Configuring a Generic Hive Database Account for Cloudera Data Platform Knox

Overview

The Hive Snap Pack supports Apache Knox authentication to connect to the Hive service on the Cloudera Data Platform (CDP)'s Data Hub clusters. Using the Workload user's credentials, you can use a Generic Hive Database Account to connect to the Hive database through the Knox reverse proxy. The Cloudera Workload user credentials are used to authenticate with the Knox reverse proxy and subsequently connect to the Hive database.

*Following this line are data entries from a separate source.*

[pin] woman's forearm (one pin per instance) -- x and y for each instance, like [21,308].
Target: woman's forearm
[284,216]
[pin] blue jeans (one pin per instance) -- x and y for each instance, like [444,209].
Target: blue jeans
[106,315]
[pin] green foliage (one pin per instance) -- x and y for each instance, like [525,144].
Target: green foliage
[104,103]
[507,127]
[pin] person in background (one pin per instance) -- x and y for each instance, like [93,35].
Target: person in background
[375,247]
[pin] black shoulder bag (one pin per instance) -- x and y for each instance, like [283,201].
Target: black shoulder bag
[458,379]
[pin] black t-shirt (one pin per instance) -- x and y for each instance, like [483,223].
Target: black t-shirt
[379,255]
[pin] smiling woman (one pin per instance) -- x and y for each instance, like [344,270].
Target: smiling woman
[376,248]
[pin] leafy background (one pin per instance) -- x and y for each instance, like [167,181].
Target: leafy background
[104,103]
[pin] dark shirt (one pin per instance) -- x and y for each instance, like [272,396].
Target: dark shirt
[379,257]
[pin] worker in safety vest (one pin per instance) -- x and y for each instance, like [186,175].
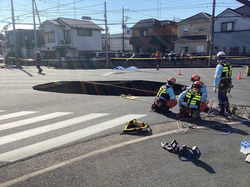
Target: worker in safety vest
[38,61]
[203,88]
[192,101]
[165,98]
[158,59]
[223,82]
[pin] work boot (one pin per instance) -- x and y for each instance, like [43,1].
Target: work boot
[228,111]
[222,112]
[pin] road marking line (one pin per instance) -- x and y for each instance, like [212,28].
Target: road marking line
[32,120]
[107,74]
[16,114]
[79,158]
[47,128]
[33,149]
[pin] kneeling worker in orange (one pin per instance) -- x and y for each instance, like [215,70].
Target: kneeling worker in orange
[192,101]
[165,98]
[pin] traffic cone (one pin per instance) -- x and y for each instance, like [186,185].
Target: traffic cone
[179,72]
[239,76]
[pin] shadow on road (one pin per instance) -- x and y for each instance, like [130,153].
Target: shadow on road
[26,72]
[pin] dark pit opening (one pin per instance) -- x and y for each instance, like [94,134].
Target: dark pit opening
[134,87]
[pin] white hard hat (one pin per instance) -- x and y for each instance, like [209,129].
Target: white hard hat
[221,54]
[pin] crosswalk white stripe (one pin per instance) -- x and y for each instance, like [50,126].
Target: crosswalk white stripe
[32,120]
[48,128]
[30,150]
[16,114]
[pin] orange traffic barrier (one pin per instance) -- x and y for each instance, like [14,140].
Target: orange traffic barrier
[239,76]
[179,72]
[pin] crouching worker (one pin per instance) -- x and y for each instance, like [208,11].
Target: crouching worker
[192,102]
[165,98]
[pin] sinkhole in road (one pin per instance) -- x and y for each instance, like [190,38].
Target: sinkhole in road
[115,88]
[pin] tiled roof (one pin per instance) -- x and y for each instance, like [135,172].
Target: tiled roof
[201,17]
[74,23]
[194,37]
[146,23]
[151,22]
[244,10]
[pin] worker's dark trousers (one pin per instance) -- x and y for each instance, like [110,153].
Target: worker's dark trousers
[223,100]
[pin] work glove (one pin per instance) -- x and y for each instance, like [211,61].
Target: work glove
[215,89]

The Knox reverse proxy hides the complex details for managing the authentication and authorization based on the Kerberos protocol.

Prerequisites

  • Valid Cloudera Workload user’s credentials.
  • Cloudera instance.
Note: This article considers an existing Data Hub Cluster in the Cloudera Data Platform.

Locate Details in the Cloudera Data Platform

To validate your Generic Hive Database account in the SnapLogic platform with the Cloudera Knox reverse proxy, you must have the following details:

  • JDBC URL

  • JDBC Driver Class
  • Workload User name and password.
  1. Log in to the CDP portal (https://sso.cloudera.com) or register yourself if you do not have an account. The MyCloudera home page opens.

  2. Click your Profile icon and select the Cloudera Data Platform. For example, Cloudera Data Platform US West. You are redirected to the Cloudera Data Platform page.

    Note: We are using Cloudera Data Platform US West to demonstrate the procedure of accessing details from the CDP.



  3. Under Data Management, click the Management Console card.

  4. Click Data Hub Clusters and select the Data Hub Cluster that is active and running. The list of hub clusters is displayed.



  5. Under Cloudera Manager Info, click the Endpoints tab. All services that are running on the CDP display.
  6. Copy or note the JDBC URL of the Hive Server to use it in the Generic Hive Database Account.

  7. Navigate to User Management in the left navigation pane, click the <user>, select Profile, and note the Workload credentials.

Configuring a Generic Hive Database Account with Settings from the CDP

  1. Drag the Hive - Execute Snap.

  2. Add the Generic JDBC Database Account account to the Snap.

  3. Enter the Username and Password of your Cloudera Workload instance. (Refer to Step 7 above.)

  4. Enter the JDBC URL of the Hive Server.

    Note: By default, the raw URL (refer to the Step 6 in the section above for the raw URL format) is obtained from the CDP; you must enter the port number right after the domain and update the SSL value from true to 1, wherein 0 is false and 1 is true.

    1. Enter the Site number as 443.

    2. If the SSL is enabled on the Hive server, leave SSL as true. If the SSL is not enabled on the server, enter SSL as 0 or 1.

      For example, jdbc:hive2://<cdp-datahub-cluster-host>:443/;ssl=1;transportMode=http;httpPath=data-hub-cluster-1/cdp-proxy-api/hive

  5. Upload the Hive driver in the JDBC Driver field. You can download the latest JDBC Hive driver from here.

  6. Specify the JDBC Driver Class as com.cloudera.hive.jdbc.HS2Driver.

  7. Click Validate. Your account should be validated successfully.